What you need to know about climate change cannot be taught in several pictures. Realistically, it cannot even be taught in several in-depth scientific articles. Here, we won’t even claim we have scratched the surface, but after seeing these pictures you might be inclined to do your own research and learn more about the phenomenon that is seriously endangering life on earth as we know it. All you need to know, for now, is that climate change is a scientific fact. The time for debates is over. Educate yourself. Let us begin.
1. The Enterprise Bridge, Oroville, California
The bridge over a section of Lake Oroville in 2011 (left) and 2014 (right) in the Californian Central Valley which is experiencing “exceptional” droughts.
2. The Grinnell Glacier in Montana in 1926 and 2008
During the past century, sea levels have risen by 4 to 8 inches and melting glaciers have played a significant part in that increase. It is predicted sea levels could rise between 10 to 23 inches by 2100 which would mean the evacuation of numerous coastal areas.
3. The San Blas Archipelago in Panama: 2002 and 2014
Rising sea levels due to climate change are forcing one of Panama’s most well-known indigenous groups to draw up plans to relocate from their autonomous island territories to the mainland. In addition to property destruction, it is questionable whether these tribal groups would be adept at communicating with the outside world.
4. 1930s vs 2005: Alaskan Pedersen Glacier
5. 1880s vs 2005: Alaskan Muir Glacier And Inlet
Bruce Molnia from the Geological Society of America created a project documenting the decline of Alaskan glaciers. The photographs between 1987 and 2005 have shown the glacier retreat for more than 30 miles, rendering it almost invisible today.
6. The Aral Sea in 1989 and 2014
The Aral Sea lying between Kazakhstan and Uzbekistan was once the world’s fourth-largest lake but has been shrinking for the last 40 years. The desertification in this region has now reduced its land and natural resources to the point that they can no longer be used.

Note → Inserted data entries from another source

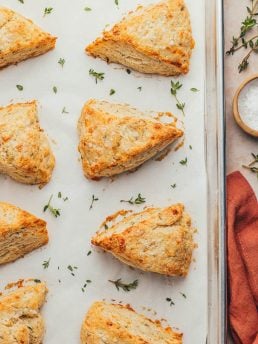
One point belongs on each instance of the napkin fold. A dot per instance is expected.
(242, 227)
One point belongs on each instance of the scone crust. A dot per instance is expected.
(20, 232)
(111, 144)
(160, 35)
(20, 320)
(157, 239)
(20, 38)
(112, 323)
(25, 153)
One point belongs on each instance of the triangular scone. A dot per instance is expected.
(20, 38)
(20, 233)
(156, 239)
(25, 154)
(20, 320)
(115, 138)
(153, 39)
(116, 323)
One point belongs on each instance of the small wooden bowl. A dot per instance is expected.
(236, 113)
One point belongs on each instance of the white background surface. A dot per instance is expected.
(70, 234)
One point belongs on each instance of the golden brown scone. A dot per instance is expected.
(115, 138)
(20, 38)
(20, 320)
(20, 233)
(153, 39)
(25, 153)
(118, 324)
(156, 239)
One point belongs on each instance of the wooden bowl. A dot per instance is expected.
(236, 113)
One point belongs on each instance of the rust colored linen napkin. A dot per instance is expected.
(242, 226)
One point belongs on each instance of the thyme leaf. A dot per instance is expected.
(138, 200)
(124, 286)
(244, 42)
(53, 211)
(252, 166)
(175, 87)
(184, 162)
(46, 263)
(96, 75)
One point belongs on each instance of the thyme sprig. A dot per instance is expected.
(138, 200)
(252, 164)
(124, 286)
(175, 87)
(241, 41)
(54, 211)
(96, 75)
(46, 263)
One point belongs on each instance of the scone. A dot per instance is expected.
(157, 239)
(152, 39)
(20, 233)
(25, 153)
(115, 138)
(20, 320)
(112, 323)
(20, 38)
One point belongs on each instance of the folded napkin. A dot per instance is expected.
(242, 226)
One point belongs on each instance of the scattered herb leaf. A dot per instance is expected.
(138, 200)
(46, 263)
(124, 286)
(53, 211)
(184, 162)
(175, 87)
(252, 166)
(85, 285)
(71, 269)
(96, 75)
(244, 42)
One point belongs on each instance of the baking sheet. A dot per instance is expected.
(70, 233)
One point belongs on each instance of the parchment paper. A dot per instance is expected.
(70, 233)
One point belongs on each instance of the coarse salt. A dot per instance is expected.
(248, 104)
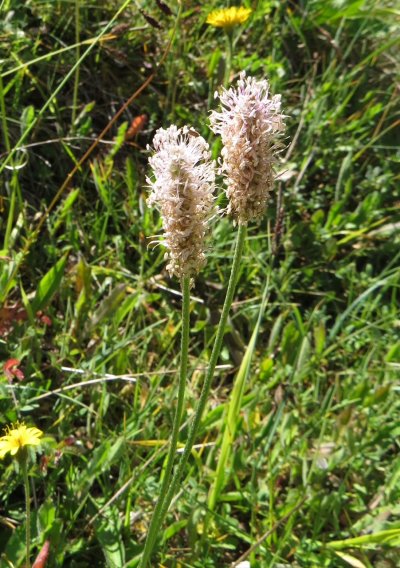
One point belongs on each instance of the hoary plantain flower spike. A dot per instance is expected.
(249, 124)
(182, 189)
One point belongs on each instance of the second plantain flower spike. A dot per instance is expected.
(249, 124)
(183, 191)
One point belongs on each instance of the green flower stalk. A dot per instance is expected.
(183, 190)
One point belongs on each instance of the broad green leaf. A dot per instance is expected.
(49, 285)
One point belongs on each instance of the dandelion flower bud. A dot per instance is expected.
(183, 187)
(248, 123)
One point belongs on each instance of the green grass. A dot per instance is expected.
(311, 478)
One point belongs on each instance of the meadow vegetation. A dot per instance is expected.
(305, 402)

7. The bleaching of the Great Barrier Reef between 2002 And 2014
A habitat for thousands of species, the Great Barrier Reef is the world’s largest coral reef system composed of over 2,900 individual reefs and 900 islands stretching for over 1,500 miles off the coast of Queensland, Australia. Due to an increase in sea temperature, 50% of the reef were bleached in 2002 and 75% in 2012. It has been reported that the reef has lost more than half of its coral cover since 1985 and many scientists believe the process to be irreversible.
8. Artic Ice, 1980 and 2012
Climatologists are suggesting that the Artic will have entirely ice-free summers by 2040. The melting of the Arctic will probably affect changing weather patterns in the rest of the world, with catastrophic consequences felt as far as the Indian Ocean.